Both of my cars, thankfully, have AUX inputs. This allows your car stereo to act like “headphones” when it comes to playing audio from your devices. You have two options here: convert the AUX input into a Bluetooth input or connect an audio cable directly.
In my car, I use the Miccus mini Jack RX. It plugs into the AUX port, then connects to your phone via Bluetooth. It’s battery powered, but when plugged up to USB, it will power on and off with the car.
If you want to go a more wired route, the newly released iTrip AUX from Griffin will be the ideal choice. My wife uses the 30-pin model AutoPilot with the Lightning-to-30-Pin adapter. This setup will allow you to only have one cord plugged into your iPhone while its charging and playing music. Both of these devices from Griffin have a line out on the device to plug a 3.5mm audio cable into your car’s AUX port.

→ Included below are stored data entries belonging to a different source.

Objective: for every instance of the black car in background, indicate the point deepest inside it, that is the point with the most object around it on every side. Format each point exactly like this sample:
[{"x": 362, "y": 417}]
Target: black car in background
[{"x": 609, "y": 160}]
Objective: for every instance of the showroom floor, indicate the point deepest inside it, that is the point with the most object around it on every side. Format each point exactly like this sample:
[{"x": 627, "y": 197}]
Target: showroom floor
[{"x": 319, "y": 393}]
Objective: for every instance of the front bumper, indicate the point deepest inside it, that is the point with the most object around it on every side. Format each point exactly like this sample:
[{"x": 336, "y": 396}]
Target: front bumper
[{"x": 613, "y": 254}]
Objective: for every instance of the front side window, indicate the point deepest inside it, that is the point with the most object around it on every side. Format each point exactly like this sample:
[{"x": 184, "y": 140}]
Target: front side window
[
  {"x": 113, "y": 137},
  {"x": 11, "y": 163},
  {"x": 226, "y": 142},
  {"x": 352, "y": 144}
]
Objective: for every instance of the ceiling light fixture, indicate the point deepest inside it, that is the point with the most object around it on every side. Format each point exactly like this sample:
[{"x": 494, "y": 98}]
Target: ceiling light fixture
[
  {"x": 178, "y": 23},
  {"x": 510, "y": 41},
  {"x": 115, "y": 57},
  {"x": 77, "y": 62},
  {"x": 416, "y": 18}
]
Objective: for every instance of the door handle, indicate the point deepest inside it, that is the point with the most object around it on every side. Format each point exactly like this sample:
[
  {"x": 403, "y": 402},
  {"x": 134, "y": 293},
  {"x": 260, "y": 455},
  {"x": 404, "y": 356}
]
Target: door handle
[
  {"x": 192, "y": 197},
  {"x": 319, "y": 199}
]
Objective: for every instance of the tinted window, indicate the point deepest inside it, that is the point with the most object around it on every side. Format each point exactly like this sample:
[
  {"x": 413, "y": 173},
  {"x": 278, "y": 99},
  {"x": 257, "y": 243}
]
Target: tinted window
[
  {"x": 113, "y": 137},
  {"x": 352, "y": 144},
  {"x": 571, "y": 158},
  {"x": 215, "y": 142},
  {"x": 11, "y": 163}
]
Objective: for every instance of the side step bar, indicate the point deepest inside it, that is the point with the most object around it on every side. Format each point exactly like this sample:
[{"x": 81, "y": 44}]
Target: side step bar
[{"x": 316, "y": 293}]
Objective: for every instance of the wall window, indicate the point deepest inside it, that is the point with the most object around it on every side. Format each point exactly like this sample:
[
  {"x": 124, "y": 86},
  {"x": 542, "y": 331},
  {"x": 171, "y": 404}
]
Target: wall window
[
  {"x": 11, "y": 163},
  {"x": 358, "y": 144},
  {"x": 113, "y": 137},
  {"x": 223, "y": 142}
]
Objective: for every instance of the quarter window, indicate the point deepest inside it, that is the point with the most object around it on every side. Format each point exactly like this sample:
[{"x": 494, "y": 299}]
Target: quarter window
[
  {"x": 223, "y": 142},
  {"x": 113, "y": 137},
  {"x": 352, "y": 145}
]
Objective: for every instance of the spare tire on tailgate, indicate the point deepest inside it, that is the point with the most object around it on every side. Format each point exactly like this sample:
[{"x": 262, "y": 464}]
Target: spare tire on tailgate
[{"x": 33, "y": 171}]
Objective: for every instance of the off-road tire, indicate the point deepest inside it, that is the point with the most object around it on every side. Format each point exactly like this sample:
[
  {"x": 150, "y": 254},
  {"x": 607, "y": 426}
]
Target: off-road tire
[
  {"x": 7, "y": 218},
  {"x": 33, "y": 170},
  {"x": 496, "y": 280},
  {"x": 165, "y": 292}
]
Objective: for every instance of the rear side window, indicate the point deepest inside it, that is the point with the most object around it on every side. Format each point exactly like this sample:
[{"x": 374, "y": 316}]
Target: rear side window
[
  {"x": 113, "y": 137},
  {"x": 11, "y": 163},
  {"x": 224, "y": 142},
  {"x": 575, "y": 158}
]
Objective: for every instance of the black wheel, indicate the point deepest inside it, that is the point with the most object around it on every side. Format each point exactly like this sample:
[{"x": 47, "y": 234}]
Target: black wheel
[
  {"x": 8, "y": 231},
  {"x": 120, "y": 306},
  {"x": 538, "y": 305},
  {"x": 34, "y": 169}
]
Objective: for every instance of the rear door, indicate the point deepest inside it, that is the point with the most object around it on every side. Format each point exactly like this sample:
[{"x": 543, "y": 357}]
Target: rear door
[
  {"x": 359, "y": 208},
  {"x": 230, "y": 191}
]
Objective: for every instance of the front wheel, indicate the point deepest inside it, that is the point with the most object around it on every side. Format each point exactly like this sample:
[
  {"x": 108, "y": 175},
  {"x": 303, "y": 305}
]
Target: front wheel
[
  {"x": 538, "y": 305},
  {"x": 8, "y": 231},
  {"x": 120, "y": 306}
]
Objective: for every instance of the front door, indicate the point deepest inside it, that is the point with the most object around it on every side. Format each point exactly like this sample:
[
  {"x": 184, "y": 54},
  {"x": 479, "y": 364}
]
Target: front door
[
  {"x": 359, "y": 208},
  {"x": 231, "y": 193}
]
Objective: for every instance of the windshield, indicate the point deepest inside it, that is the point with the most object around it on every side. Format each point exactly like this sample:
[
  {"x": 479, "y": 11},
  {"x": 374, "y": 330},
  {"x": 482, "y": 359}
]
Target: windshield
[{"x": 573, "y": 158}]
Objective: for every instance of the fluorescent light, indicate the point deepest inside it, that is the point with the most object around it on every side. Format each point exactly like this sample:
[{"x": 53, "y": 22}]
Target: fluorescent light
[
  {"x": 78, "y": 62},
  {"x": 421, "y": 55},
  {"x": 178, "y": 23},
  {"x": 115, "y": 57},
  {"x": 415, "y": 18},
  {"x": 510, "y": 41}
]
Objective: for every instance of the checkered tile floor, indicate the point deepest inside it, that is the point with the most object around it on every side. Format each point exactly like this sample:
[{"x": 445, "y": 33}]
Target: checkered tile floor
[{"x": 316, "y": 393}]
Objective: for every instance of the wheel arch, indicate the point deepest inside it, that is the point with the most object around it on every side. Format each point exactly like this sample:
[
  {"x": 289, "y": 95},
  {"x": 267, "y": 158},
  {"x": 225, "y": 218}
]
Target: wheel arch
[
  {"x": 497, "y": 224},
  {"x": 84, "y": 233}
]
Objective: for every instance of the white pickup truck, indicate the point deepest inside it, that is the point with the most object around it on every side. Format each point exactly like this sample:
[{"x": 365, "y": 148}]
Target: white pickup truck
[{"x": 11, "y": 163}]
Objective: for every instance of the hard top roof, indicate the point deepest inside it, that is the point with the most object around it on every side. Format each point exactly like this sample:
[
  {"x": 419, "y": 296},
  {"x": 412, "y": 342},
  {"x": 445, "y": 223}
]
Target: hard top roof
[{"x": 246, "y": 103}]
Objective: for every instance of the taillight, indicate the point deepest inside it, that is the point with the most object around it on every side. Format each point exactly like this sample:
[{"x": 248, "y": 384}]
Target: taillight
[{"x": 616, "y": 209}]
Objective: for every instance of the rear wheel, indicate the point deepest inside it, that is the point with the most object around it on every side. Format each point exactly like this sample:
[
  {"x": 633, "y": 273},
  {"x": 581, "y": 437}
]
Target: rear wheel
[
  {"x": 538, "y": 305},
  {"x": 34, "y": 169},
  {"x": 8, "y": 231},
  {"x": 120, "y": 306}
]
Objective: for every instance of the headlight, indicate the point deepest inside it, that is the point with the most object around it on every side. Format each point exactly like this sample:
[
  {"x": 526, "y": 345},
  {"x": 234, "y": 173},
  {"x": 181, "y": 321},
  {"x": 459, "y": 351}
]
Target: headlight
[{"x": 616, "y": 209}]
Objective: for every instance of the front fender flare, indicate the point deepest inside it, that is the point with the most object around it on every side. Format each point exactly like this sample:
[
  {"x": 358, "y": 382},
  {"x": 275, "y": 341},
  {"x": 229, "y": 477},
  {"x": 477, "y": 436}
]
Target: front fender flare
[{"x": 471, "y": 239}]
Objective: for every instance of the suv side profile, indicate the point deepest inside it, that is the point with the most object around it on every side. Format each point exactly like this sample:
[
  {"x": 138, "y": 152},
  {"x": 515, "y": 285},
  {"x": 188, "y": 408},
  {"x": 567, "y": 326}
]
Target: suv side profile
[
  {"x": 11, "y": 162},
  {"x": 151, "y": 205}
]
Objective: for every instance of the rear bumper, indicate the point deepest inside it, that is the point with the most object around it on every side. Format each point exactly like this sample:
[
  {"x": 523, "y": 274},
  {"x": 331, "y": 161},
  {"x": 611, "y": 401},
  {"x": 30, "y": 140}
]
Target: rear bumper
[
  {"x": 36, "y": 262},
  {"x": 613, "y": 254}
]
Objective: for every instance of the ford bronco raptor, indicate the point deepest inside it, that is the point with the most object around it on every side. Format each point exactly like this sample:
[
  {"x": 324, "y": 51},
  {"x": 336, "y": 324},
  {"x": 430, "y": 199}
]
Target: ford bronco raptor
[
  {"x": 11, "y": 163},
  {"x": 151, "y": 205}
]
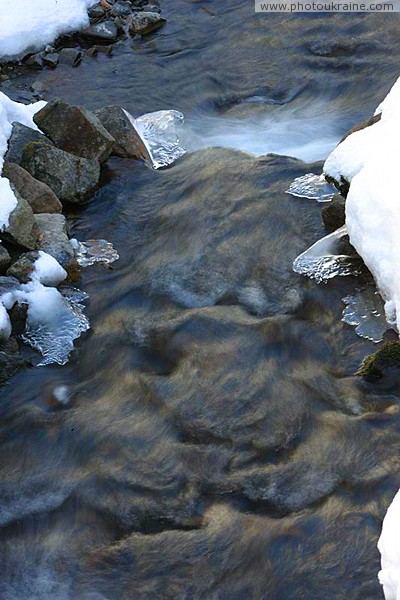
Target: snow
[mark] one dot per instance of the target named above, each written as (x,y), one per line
(33,24)
(9,112)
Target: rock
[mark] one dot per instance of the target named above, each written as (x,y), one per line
(75,130)
(23,267)
(107,31)
(333,214)
(128,143)
(70,177)
(121,9)
(5,259)
(55,241)
(70,56)
(22,229)
(145,22)
(50,60)
(387,358)
(20,136)
(38,195)
(96,12)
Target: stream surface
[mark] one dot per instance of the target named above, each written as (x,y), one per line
(217,445)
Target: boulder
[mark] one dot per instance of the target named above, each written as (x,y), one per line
(22,135)
(145,22)
(38,195)
(75,130)
(105,31)
(334,213)
(128,143)
(5,260)
(71,178)
(24,266)
(22,229)
(55,241)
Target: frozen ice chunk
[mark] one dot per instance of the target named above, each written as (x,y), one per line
(53,323)
(160,134)
(366,311)
(329,257)
(92,251)
(313,187)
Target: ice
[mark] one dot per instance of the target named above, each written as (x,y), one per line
(33,24)
(94,251)
(160,134)
(389,547)
(329,257)
(365,310)
(313,187)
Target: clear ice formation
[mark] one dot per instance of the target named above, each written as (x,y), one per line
(329,257)
(365,310)
(94,251)
(313,187)
(54,322)
(160,134)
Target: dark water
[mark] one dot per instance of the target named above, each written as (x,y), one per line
(217,446)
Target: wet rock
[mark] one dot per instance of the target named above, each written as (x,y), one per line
(24,266)
(22,229)
(55,241)
(75,130)
(22,135)
(50,60)
(70,56)
(384,360)
(70,177)
(38,195)
(106,30)
(128,142)
(334,213)
(5,259)
(145,22)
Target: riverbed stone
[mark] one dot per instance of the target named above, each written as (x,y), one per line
(21,135)
(39,196)
(105,31)
(71,178)
(145,22)
(21,229)
(128,143)
(55,241)
(75,129)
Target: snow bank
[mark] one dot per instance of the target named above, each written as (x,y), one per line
(35,23)
(9,112)
(369,159)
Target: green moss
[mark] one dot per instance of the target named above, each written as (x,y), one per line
(374,366)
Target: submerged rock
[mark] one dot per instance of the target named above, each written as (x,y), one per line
(55,241)
(71,178)
(75,130)
(38,195)
(22,135)
(145,22)
(128,143)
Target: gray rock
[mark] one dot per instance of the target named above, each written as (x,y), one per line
(38,195)
(70,177)
(106,30)
(5,259)
(22,229)
(128,143)
(75,129)
(20,136)
(145,22)
(23,267)
(70,56)
(55,241)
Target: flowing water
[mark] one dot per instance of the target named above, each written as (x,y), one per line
(211,441)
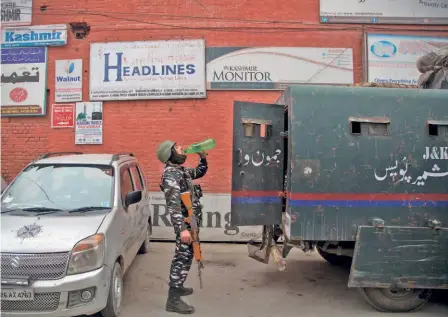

If you don’t have Bluetooth or an AUX input, you’ll have to look into using an FM transmitter. These gadgets work by playing the music from your devices on an unused FM station. This is obviously the most troublesome option.
The iClever Transmitter is one of the higher-rated options on Amazon, but it’s important to note that your mileage may vary depending on your location. The more radio stations in your city, the less likely an FM transmitter will work reliably. But, if you don’t have another option it’s better than nothing.
I’ve heard of people using a small bluetooth speaker mounted in their car if an FM transmitter doesn’t work well. It’s not going to be as loud as your car’s speakers, but it’s certainly better than nothing.